Are you feeling a burning sensation in your chest or throat?
Your stomach acid must be traveling up toward your throat, giving you heartburn.
Although painful, it often poses minimal risk to expectant mothers or their unborn children.
Heartburn is a typical pregnancy symptom that affects 80% of expectant mothers, especially in the second and third trimesters.
Hormone levels and body composition changes can bring on heartburn and acid reflux.
Symptoms can be avoided and relieved with a few dietary and lifestyle adjustments.
What is the difference between indigestion and heartburn?
Indigestion and heartburn are two related but distinct medical conditions.
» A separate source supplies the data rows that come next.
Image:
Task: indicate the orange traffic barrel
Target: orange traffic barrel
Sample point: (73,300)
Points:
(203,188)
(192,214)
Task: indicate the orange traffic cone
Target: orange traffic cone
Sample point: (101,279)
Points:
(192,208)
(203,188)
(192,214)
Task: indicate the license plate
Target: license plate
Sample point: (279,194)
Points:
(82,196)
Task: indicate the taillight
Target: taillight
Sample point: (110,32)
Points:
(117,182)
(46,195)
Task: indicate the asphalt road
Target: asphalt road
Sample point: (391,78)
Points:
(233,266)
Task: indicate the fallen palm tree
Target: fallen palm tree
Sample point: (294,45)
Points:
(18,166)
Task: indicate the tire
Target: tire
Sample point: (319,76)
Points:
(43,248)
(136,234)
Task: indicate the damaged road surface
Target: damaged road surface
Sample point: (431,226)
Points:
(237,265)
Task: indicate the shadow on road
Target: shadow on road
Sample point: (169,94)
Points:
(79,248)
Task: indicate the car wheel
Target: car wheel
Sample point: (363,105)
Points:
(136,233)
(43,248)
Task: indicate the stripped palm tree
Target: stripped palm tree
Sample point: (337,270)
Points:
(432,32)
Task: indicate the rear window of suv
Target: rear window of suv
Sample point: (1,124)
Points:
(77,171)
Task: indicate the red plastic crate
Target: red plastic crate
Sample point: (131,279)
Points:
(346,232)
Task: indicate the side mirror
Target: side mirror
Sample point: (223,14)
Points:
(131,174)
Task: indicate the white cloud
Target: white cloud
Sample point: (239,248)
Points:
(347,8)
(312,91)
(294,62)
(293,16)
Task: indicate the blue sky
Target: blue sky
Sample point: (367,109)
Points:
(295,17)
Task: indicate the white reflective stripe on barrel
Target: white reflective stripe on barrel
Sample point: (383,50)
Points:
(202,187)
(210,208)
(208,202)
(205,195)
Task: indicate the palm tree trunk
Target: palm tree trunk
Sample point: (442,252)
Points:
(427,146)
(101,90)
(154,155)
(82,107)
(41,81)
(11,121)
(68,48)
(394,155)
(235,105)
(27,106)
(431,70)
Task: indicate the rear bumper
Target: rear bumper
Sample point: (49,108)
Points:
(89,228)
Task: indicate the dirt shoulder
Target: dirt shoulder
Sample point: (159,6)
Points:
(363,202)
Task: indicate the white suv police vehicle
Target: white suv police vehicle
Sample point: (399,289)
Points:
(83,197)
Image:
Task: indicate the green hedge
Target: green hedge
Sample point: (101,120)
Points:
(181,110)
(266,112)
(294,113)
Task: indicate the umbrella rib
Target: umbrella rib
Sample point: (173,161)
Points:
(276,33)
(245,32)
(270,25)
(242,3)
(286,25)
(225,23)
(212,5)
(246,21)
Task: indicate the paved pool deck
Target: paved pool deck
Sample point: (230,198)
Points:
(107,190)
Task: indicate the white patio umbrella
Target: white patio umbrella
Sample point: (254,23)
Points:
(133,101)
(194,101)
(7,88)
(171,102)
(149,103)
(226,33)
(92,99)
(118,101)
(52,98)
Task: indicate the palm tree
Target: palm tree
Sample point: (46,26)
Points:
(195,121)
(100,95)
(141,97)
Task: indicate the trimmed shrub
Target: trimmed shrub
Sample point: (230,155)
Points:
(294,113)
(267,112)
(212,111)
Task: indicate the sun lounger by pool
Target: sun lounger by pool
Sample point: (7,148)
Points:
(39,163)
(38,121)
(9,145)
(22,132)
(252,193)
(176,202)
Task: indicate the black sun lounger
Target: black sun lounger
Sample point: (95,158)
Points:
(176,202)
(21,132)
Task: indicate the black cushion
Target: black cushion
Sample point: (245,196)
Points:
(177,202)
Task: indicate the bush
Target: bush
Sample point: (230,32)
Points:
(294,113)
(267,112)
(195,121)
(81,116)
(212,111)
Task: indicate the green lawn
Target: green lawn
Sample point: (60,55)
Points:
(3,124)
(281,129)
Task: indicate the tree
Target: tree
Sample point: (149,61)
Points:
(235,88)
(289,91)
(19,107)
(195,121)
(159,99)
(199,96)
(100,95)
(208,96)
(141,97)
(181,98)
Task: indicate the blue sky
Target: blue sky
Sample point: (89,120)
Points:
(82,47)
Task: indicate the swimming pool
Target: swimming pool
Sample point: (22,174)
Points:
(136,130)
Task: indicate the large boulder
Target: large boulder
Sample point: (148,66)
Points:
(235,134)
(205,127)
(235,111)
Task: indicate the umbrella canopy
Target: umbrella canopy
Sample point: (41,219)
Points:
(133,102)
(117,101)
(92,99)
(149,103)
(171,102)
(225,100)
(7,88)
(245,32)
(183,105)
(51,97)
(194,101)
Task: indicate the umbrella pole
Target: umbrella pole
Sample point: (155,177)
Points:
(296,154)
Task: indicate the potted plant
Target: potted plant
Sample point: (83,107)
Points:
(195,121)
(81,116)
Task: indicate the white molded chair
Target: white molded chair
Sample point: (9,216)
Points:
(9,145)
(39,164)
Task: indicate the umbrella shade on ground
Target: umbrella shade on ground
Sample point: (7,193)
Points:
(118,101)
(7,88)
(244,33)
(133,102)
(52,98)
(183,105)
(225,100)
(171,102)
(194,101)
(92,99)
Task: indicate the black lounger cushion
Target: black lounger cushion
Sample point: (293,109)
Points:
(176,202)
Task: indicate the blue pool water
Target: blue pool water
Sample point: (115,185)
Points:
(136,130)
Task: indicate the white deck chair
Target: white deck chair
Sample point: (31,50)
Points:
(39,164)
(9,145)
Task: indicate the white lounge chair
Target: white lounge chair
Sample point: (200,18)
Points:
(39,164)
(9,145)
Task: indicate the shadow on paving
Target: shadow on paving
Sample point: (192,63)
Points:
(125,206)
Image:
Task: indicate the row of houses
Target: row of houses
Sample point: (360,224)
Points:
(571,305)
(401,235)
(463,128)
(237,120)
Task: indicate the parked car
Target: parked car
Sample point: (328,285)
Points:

Indigestion, also known as dyspepsia, is a general term that describes discomfort or pain in the upper abdomen.
It is often accompanied by symptoms such as:
The cause of indigestion can be due to a variety of factors, such as:
- Eating too much
- Eating too quickly
- Eating high-fat foods
- Drinking alcohol
On the other hand, heartburn is a specific type of indigestion characterized by a burning pain in the chest, just behind the breastbone.
The pain is caused by acid reflux, when the stomach contents, including stomach acid, back up into the esophagus.
This can occur when the muscle at the end of the esophagus, called the lower esophageal sphincter, relaxes inappropriately, allowing stomach acid to reflux back into the esophagus.
Both indigestion and heartburn can be uncomfortable and disruptive, but they are typically not serious.
In most cases, they can be managed with lifestyle changes, such as:
- Avoiding triggers
- Eating smaller and more frequent meals
- Sleeping with extra pillows to elevate the upper body
If symptoms persist or are severe, it is important to see a doctor, as they may indicate a more serious underlying condition.
What are the symptoms of indigestion and heartburn?
The symptoms of indigestion and heartburn can overlap, but there are some key differences between the two conditions.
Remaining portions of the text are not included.